Eight Weeks of Christmas 2. Martinmas November 11th.
Martinmas and Armistice Day. Martinmas was considered the first day of Winter, and meteorologically “if the geese at Martin’s Day stand on ice, they will walk on mud at Christmas.” There is word of a Polar Vortex which is about to hit the East Coast of the US, and will affect Ireland next week, but though we lit a fire after lunch, here in Annecy it is not cold, just grey and dull with low wisps of cloud shrouding the mountains under a sullen sky. The entire village is quiet with not a single shop open except for the bakeries. They have a trickle of trade amongst people with big pots of yellow, orange, rust and wine chrysanthemums in the backs of their cars, people who will dine with family or friends and will also visit the graves of their loved ones, or memorials to the war dead. With a population of 39.6 million at the time, the French lost almost 1,800,000 people during the 4 years of World War 1 and 4, 266,000 were wounded.
St Martin of Tours (Hungary AD 316) is associated with generosity, military personnel, food and the weather. He is Patron Saint of beggars, vintners, wine makers, equestrians and horses, soldiers, tailors, geese, hotel and inn-kepers and reformed alcoholics. In Ireland (at least until recently) the fishing fleet of County Wexford did not put to sea on November 11th but in some countries, fish was traditionally eaten on that day and in Portugal, mussels. In Germany it is goose, the symbol of St Martin and in Britain and Ireland, pork. It is when the first of the newly-produced wine is ready for drinking and the end of the preparations for the winter larder, including the killing of hogs, hence “he will reach his Martinmas” or “everyone must die.”

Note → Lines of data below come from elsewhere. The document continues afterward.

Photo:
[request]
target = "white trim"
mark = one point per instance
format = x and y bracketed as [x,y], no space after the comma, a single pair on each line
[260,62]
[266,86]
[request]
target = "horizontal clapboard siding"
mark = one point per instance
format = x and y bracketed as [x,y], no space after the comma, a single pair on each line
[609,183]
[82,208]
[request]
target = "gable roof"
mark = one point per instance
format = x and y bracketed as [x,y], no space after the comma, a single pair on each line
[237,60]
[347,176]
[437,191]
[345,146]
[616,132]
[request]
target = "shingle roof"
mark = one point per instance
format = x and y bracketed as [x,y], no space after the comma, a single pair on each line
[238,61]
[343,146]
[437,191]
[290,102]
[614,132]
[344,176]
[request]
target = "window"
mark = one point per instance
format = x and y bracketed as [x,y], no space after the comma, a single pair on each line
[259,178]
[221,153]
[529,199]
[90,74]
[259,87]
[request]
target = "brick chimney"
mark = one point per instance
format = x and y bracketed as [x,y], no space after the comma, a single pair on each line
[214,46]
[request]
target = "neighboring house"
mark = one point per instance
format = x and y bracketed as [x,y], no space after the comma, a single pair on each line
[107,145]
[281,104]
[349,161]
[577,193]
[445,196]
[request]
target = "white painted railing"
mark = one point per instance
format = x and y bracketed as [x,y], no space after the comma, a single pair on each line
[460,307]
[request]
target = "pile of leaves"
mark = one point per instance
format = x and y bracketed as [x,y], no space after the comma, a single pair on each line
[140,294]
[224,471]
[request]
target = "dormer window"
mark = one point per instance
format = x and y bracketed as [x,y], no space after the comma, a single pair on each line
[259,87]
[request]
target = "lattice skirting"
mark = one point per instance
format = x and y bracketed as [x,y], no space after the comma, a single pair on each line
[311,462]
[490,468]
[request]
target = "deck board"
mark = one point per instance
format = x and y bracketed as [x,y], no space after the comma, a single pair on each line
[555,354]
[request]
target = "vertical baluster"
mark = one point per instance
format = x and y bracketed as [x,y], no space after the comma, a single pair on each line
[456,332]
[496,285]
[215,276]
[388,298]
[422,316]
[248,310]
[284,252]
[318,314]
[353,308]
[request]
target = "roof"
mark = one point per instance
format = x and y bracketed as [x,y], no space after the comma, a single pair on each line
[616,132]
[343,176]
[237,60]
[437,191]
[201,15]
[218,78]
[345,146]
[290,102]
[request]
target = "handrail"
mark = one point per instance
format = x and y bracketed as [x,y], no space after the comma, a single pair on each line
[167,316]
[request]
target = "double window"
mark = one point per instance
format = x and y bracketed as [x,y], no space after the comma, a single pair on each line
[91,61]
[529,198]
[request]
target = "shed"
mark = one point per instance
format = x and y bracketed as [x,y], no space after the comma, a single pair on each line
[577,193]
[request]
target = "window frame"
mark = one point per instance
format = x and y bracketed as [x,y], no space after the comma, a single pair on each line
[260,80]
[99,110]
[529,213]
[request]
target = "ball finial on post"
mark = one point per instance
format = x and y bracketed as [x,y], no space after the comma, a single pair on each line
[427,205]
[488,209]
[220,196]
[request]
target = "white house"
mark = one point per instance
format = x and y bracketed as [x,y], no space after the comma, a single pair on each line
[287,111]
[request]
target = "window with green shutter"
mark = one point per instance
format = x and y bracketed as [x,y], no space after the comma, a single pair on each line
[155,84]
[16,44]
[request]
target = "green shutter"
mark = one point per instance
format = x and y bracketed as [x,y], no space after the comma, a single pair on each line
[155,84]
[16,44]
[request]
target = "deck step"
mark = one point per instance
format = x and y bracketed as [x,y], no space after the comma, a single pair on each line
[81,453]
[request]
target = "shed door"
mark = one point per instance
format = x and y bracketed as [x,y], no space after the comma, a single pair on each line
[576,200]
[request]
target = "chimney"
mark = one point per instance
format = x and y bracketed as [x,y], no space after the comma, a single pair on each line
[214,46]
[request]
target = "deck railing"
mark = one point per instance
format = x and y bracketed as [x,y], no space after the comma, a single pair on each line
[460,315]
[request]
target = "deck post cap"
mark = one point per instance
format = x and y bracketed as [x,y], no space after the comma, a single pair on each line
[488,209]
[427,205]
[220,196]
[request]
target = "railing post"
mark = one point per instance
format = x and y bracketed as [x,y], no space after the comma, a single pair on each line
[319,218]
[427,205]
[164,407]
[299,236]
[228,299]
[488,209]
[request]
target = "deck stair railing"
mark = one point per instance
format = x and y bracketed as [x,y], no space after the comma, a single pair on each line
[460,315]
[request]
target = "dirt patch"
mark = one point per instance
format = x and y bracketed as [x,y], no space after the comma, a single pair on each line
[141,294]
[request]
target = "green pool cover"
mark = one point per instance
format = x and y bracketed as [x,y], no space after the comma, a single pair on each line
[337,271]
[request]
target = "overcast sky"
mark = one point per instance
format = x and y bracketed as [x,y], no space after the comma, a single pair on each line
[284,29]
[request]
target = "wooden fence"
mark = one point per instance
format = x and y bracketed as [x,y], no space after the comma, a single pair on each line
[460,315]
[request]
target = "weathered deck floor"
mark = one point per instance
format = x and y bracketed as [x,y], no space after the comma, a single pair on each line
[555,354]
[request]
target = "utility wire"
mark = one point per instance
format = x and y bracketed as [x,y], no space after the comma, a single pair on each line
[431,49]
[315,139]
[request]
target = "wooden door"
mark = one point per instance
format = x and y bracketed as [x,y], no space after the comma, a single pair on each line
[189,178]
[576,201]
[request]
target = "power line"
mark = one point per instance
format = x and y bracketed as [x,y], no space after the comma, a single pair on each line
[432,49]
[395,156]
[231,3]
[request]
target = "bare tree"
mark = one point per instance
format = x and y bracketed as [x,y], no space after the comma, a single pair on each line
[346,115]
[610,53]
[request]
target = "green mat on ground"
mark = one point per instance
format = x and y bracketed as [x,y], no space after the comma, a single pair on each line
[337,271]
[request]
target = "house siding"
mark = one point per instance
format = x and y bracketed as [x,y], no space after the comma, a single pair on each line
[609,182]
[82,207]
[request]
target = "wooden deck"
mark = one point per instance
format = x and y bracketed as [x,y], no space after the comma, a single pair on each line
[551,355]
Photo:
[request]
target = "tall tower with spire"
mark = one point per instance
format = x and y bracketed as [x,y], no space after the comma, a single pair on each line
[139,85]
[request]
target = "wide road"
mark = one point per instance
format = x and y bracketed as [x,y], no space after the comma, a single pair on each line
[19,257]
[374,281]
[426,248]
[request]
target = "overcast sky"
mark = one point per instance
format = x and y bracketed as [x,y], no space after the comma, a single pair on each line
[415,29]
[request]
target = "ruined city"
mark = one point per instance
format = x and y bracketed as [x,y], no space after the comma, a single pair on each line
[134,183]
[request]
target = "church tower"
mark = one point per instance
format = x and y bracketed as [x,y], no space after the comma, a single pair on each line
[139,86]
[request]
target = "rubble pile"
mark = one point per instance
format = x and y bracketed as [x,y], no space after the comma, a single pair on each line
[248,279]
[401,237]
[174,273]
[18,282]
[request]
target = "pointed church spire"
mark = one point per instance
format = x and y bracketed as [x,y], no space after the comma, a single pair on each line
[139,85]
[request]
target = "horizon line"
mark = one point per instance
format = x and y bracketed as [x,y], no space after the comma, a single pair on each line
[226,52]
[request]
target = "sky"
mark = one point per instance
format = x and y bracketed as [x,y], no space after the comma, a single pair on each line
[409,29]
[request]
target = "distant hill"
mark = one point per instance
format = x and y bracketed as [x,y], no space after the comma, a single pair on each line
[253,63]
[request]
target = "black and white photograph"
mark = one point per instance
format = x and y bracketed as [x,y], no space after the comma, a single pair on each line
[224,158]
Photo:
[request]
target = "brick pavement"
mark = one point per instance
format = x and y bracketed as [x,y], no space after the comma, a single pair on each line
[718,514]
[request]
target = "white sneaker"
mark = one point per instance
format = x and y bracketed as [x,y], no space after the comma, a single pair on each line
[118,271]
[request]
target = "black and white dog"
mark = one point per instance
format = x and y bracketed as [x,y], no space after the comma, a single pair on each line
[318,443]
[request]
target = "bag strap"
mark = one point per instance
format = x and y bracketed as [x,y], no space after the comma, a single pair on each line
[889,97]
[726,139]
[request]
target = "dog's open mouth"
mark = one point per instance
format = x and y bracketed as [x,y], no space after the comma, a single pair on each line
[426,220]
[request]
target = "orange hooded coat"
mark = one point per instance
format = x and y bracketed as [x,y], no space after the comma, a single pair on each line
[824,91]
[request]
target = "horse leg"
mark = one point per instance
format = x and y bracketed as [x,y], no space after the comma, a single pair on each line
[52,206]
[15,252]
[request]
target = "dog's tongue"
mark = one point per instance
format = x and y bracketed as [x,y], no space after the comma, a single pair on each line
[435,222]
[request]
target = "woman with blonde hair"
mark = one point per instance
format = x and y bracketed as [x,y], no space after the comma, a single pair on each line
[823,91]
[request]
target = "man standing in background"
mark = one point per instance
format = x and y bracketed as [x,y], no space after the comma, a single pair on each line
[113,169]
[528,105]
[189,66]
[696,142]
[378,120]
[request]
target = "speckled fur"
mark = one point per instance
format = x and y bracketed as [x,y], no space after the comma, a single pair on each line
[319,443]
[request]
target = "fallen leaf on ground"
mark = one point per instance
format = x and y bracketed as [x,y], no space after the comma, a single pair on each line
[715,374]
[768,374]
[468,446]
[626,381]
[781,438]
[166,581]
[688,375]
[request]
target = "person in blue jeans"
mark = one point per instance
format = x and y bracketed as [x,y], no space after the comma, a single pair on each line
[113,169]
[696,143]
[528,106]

We had a vegetarian Martinmas supper of risotto made with the last of the sorrel from the garden – the plants I brought from our garden in Cork a decade ago are pale green and quite tender, the locally bought French plants have tougher and darker leaves – and walnuts from the trees at the end of the driveway, which Himself dutifully collected every day for the past month and I dried outdoors on racks in the sun. (Then, if it has not already sloughed off, I peel away the blackened skin, crack the shells and freeze their meat; the perfect nuts I store whole in the dark, north facing garage. They easily last the year.)
I am still searching for my ‘definitive’ Christmas pudding recipe amongst the greats, stored in the garage mezzanine (in one of the 9 plastic boxes of Christmas decorations, household linens and intimate apparel, china, son globes, books, light garlands and 4 polar bears.) They are led by three generations of Shanagarry Allens – the doyenne Myrtle, her daughter-in-law Darina and her daughter-in-law Rachel – Delia Smith who might be annoying but is eminently sensible, and the original of the species, Mrs Beeton I haven’t found it yet, and think the ‘definitive’ may be hand written in a lined copy-book. The recipe uses butter and grated carrot instead of suet. I would love to use almond butter, but it is €10 a 450g. jar and doesn’t cook well (as we’ve found substituting it for dairy butter in oatmeal crumble topping and [Martin Dwyer’s recipe] granola.)
I did get wrapping five presents……but cursorily; later, under the Tannenbaum, they will be more embellished. At Christmas, more is more.